Back in 1948, when most of America woke up the day after the presidential election and learned to its surprise that Harry Truman had defeated Thomas Dewey, California counted. It was only because of this state’s late-reporting vote that Truman won out.
But there was no suspense about California’s vote this month: the television networks called the state for Democrat Barack Obama the moment the polls closed.
In 1948, Truman whistle-stopped the state, speaking from the rear balcony of his campaign train in big cities and small towns like Madera, Turlock, and Tulare. People saw their President in the flesh, something only a few wealthy Californians could do this year.
The outcome here was so certain this time – as it has been since 1992 – that neither Obama nor Republican Mitt Romney nor either of their vice presidential running mates held even one campaign rally in the Golden State. They came here only when their cash supplies began running short, essentially to recharge their wallets from the nation’s leading political ATM.
For votes they went to the “swing states,” with more than two-thirds of the last month’s candidate campaign appearances confined to just three states: Ohio, Florida, and Virginia. There were occasional forays to exotic locales like Pennsylvania, Iowa, Minnesota, Colorado, Nevada, and Michigan, but not even many of those.
As for states like Texas, California, and New York – three of the nation’s four largest – forget about it. That’s because the outcomes in those states are foregone conclusions these days, so certain that candidates don’t even bother to advertise here.
California’s place in the Democratic column grew even more solid during this year, as the state’s Democrats registered several hundred thousand more voters during the fall than Republicans, who talked a lot about outreach, but did very little actual reaching. The state GOP sank below 30 percent of all registered voters for the first time ever, while Democrats moved up to about 44 percent, with most of the rest declaring no party preference.

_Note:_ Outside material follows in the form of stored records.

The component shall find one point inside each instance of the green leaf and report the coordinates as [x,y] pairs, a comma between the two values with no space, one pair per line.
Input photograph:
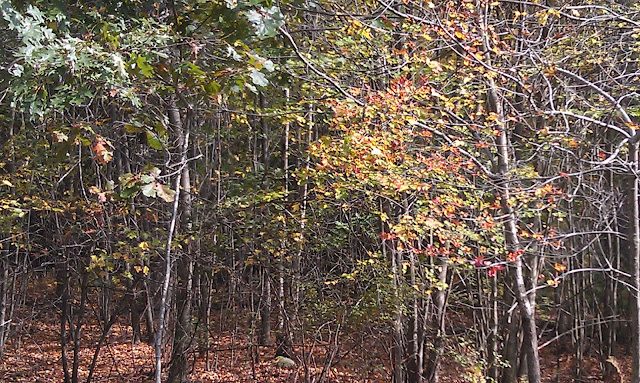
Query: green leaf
[153,140]
[149,189]
[258,78]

It’s not that California votes mean little; it’s just that the preponderance go Democratic and everyone knows it in advance. So how to give California voters as much clout as folks in Ohio, who are pestered non-stop during election season, both in person and electronically?
It’s plain how to make the California presidential primary more important: Move it back up into early February, like it was four years ago when this state went pretty big for Hillary Clinton and almost deprived Obama of the Democratic nomination. By scheduling the most recent primary last June, state legislators almost completely deprived it of meaning.
The solution for the November general election, when there’s just one Election Day across the nation, is not so obvious, but California has already made a move in the right direction.
That came with little public attention in August, 2011, when Gov. Jerry Brown signed a bipartisan bill placing this state in the forefront of the National Popular Vote movement, the measure sponsored by the then-chairmen of both the Republican and Democratic caucuses in the state Assembly.
If it ever becomes effective, this plan would lessen the emphasis on the Electoral College that causes candidates to concentrate their efforts on just a few swing states. It would also prevent situations like the George W. Bush vs. Albert Gore outcome of 2000, when Gore won half a million more votes nationally, only to lose the presidency in the Electoral College.
The idea is for states to pledge all their electoral votes to whichever candidate wins the national popular vote. The plan was adopted by the Legislature in both 2009 and 2010, but vetoed twice by former Gov. Arnold Schwarzenegger. It commits California to vote with the national popular majority, but not until states with a total of 270 electoral votes agree to it. So far, with places like Illinois, Massachusetts, Washington state, and Maryland aboard, the plan is halfway to its threshold level. So far all nine states signed on are “blue” – the went Democratic in this month’s vote. Like California, none of the others got much attention from presidential candidates.
This plan would make an extra vote in heavily Democratic San Francisco or Los Angeles or heavily Republican Madera or Orange counties count as much as one in Kent, Ohio – not the case today. It would force candidates to campaign everywhere, something presidential aspirants did as recently as 1970, when Republican Richard Nixon visited 49 states and Democratic rival George McGovern went to 48.
Then-Gov. Arnold Schwarzenegger claimed this plan might deprive Californians of the clout their sheer numbers should command. He was wrong about that, as he was about many other things.
For Californians have no presidential clout these days because they are preponderantly loyal to one party. Ironically, that also renders the other party’s votes almost meaningless.
Put all voters everywhere on an equal basis, and candidates would have to spend time in the most populous places rather than merely chase electoral votes. That can only be good for California and almost all other parts of America.